Selected Entrepreneurship Electives
On a software product team, the Product Manager is an important role but also among the most complex to learn how to do effectively. Product Managers are often referred to as the “CEO of the product”, responsible for determining what the product is, who it is for, how it should work, how to get it successfully to market and how to keep it growing and developing over time. We will explore the role and function of product management with a practical, studio-oriented method. In other words, you’ll build a real product and get it to market over the course of the semester. There’s no better way to learn than by actually doing.

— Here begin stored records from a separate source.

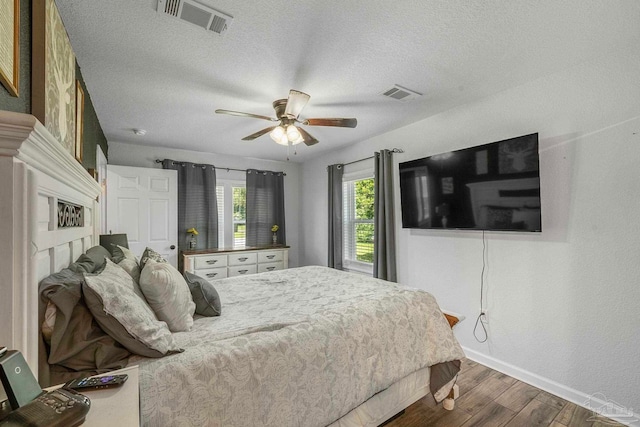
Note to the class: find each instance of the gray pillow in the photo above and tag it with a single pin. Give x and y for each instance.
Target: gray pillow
(77, 342)
(131, 267)
(150, 254)
(125, 316)
(84, 264)
(204, 295)
(120, 253)
(98, 255)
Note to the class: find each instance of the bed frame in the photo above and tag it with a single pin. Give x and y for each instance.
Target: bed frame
(39, 180)
(48, 217)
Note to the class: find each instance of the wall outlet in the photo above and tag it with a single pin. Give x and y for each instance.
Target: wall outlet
(484, 317)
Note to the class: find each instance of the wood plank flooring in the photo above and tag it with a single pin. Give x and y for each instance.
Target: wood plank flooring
(491, 398)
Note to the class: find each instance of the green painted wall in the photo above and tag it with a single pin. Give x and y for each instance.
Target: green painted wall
(93, 134)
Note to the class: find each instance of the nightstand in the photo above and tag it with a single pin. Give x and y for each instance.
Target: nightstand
(119, 406)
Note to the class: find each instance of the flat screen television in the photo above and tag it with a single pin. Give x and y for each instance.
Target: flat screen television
(494, 186)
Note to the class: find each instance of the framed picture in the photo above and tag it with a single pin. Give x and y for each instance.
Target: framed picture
(53, 74)
(10, 45)
(79, 120)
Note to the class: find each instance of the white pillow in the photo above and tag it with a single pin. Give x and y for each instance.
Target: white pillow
(125, 316)
(168, 295)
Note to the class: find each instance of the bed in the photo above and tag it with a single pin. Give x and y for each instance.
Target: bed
(306, 346)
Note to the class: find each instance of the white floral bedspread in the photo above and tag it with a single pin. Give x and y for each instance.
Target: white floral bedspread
(298, 347)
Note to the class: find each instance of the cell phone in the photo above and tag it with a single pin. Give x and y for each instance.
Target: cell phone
(96, 383)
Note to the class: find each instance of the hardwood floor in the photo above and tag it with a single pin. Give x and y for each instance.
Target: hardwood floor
(491, 398)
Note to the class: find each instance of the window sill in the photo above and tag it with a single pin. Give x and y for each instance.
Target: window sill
(359, 268)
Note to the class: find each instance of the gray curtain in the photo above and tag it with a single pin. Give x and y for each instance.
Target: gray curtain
(335, 173)
(197, 203)
(384, 252)
(265, 207)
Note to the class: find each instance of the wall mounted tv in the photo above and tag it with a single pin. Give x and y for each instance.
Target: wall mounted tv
(494, 186)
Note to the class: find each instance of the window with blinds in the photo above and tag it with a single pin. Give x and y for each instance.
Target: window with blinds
(232, 213)
(239, 215)
(358, 224)
(220, 200)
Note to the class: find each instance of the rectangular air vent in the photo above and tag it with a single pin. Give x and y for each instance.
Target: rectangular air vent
(401, 94)
(197, 14)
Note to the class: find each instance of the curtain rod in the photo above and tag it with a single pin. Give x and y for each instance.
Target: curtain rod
(227, 169)
(393, 150)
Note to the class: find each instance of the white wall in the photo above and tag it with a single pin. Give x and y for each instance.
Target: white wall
(145, 156)
(562, 304)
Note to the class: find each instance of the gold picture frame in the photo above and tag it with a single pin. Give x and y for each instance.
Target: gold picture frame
(10, 45)
(79, 120)
(53, 74)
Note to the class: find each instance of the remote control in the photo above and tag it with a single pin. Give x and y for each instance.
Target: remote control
(96, 383)
(55, 408)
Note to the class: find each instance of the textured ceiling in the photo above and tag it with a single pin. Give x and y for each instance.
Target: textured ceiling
(146, 70)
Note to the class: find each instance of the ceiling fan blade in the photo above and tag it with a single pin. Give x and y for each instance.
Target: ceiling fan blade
(241, 114)
(344, 123)
(258, 134)
(295, 103)
(308, 139)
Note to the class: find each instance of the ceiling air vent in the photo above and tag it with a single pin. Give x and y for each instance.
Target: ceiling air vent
(401, 94)
(196, 14)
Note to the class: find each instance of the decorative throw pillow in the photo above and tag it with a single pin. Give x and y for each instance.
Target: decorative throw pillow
(168, 295)
(150, 254)
(120, 253)
(84, 264)
(204, 295)
(98, 254)
(124, 315)
(76, 341)
(131, 267)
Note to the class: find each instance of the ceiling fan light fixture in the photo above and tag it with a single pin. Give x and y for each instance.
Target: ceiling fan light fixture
(277, 133)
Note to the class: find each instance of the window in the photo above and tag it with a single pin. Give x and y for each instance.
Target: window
(358, 223)
(239, 215)
(232, 213)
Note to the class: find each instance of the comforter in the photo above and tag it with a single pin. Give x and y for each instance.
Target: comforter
(298, 347)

Provides working engineers a background in leadership concepts and methods and enables students to develop practical leadership skills through numerous in-class exercises and experimentation based assignments. Topics include authentic leadership, motivating self and others, cultivating emotional intelligence, personal mastery, creating accountability, conflict resolution, leading change and organizational culture.
Introduces contemporary methods of identifying and creating new products and services that both consumer and industrial customers really want. The course takes students on a project-based journey of ideation, concept development, prototyping, customer validation, costs and the new product launch process. Students ultimately showcase their products in a tradeshow-like setting. Environmental impact analyses and cradle-to-cradle design methods are also addressed.
Introduces engineering design and development of consumer products. Includes learning sketching, brainstorming, idea generation, design thinking, user-centered design, product requirements and specifications, product constraints, human factors, aesthetics, industrial design, intellectual property, concept prototyping, idea selection, tolerancing, cost estimating, design for assembly, and materials selection. Entails a semester-long team re-design of a consumer product.
Topics include general design guidelines for manufacturability; aspects of manufacturing processes that affect design decisions; design rules to maximize manufacturability; economic considerations; value engineering and design for assembly. Presents case studies of successful products exhibiting DFMA principles.
Provides an in-depth introduction to the project management discipline, including the concepts, tools and techniques used in the management and leadership of projects small and large alike. Key topics covered include the role of the project manager; project team selection and management; cost, schedule and risk management; quality in projects; introduction to creating and maintaining project plans through the project lifecycle.
Social entrepreneurs adopt business approaches to solving global, social and environmental problems that have not been effectively addressed by government, business or traditional nonprofits. The course provides a framework for student teams to assist social entrepreneurs in developing countries, helping them achieve their social mission while operating sustainably and with measurable impact.
Focuses on environmentally sustainable business ventures as well as issues associated with starting and operating a business that solves natural environmental challenges while achieving profitability. Includes a number of case studies, topical discussions, talks by environmental entrepreneurs, and an applied or library research project.
Addresses the business of renewable energy, including opportunities and challenges with renewable electricity, renewable transportation fuels and energy efficiency. Topics include energy markets, opportunity identification, life cycle analysis, economic analysis, policy impacts and project financing of sustainable renewable energy business models.